The iced pineapple sounds a little unsophisticated to us as it is made from tinned pineapple – but we are so used to having every ingredient, fruit and vegetable available all year round (fresh or frozen) that we are a little snooty about using tinned fruit. There were no domestic freezers so the dessert had to be made using a freezing pail – our lives are so simple and easy compared to people’s in the past! The frozen pineapple is decorated with sweetened whipped cream and glacé cherries, cut into slices and served on individual plates. Tinned pears, peaches or apricots could also be used.
her is the recipe for the cheese soufflés (I wonder if my mum made her cheese soufflés in this way? She would have used Mrs Beeton’s recipe, I think!)
- 1 oz parmesan, finely grated
- 2 oz cheddar, finely grated
- ½ pint milk
- 2 egg yolks, beaten
- 3 egg whites, whisked until stiff
- 3/8 oz leaf gelatine
- salt and pepper
- mixed mustard
- ½ gill water
- 2 dsp cream
- prepare the six souffle dishes by securing a band of paper round each case (the recipe says foolscap, but we would just use grease-proof paper or baking parchment)

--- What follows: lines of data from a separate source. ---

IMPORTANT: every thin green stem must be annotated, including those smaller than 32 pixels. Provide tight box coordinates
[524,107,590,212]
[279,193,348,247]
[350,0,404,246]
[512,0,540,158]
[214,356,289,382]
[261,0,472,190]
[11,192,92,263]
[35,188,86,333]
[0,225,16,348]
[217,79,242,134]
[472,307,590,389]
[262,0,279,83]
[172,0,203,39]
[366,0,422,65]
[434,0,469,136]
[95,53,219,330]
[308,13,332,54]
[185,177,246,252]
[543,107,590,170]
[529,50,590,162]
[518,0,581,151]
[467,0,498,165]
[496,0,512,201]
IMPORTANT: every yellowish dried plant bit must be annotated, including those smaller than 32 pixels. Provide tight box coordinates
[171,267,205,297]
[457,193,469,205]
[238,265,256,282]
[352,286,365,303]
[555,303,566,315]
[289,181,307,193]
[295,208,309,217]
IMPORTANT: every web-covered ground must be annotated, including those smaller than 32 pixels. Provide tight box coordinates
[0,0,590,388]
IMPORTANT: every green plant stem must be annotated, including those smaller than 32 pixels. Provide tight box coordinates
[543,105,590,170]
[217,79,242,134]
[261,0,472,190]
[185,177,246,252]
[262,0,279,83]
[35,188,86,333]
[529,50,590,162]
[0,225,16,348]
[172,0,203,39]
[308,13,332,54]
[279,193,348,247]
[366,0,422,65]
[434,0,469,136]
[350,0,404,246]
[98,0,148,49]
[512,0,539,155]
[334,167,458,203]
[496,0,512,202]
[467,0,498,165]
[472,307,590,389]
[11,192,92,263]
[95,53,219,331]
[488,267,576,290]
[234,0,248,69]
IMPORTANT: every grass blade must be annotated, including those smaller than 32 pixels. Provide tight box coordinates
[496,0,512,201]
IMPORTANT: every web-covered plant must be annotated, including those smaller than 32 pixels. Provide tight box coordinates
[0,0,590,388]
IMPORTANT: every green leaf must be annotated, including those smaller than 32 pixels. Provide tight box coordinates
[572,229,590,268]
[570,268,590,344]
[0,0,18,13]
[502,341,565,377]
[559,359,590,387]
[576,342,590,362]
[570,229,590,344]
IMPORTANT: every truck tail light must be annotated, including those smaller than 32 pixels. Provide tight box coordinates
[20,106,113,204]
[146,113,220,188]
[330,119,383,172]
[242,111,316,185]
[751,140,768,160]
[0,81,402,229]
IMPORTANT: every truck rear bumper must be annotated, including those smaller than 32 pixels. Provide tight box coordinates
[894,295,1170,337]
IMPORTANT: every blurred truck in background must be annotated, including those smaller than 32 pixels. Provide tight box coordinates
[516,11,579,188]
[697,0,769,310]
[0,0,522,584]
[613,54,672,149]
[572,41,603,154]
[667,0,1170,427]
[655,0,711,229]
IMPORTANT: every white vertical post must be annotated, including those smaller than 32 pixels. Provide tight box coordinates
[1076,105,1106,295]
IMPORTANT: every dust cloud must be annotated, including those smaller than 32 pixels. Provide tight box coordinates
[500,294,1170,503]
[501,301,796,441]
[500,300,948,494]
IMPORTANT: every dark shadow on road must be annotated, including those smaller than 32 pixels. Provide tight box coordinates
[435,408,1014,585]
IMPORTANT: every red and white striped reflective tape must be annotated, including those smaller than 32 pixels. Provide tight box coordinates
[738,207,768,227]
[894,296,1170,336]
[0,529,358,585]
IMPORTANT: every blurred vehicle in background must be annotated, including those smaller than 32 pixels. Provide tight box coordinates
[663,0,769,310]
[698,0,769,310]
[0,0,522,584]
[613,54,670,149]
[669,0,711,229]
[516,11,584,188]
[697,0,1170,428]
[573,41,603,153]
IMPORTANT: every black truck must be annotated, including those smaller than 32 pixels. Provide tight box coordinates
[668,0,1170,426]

- heat the milk almost to boiling, then add to the beaten eggs, stirring well, and continue to cook over a bain marie, double saucepan, or bowl over a pan of boiling water
- when it as thickened remove from the heat and allow to cool
- when cool stir in the cheese, mustard and cream and season
- dissolve the gelatin in the water, and when completely dissolved, strain and add to the mixture, stirring in thoroughly
- when the mixture begins to set, fold in the beaten egg whites
- turn into the prepared dishes and allow to set completely
- before serving, remove the paper collars very carefully, decorate each with a cross of paprika
I think my mum would have had a recipe for a cooked soufflé!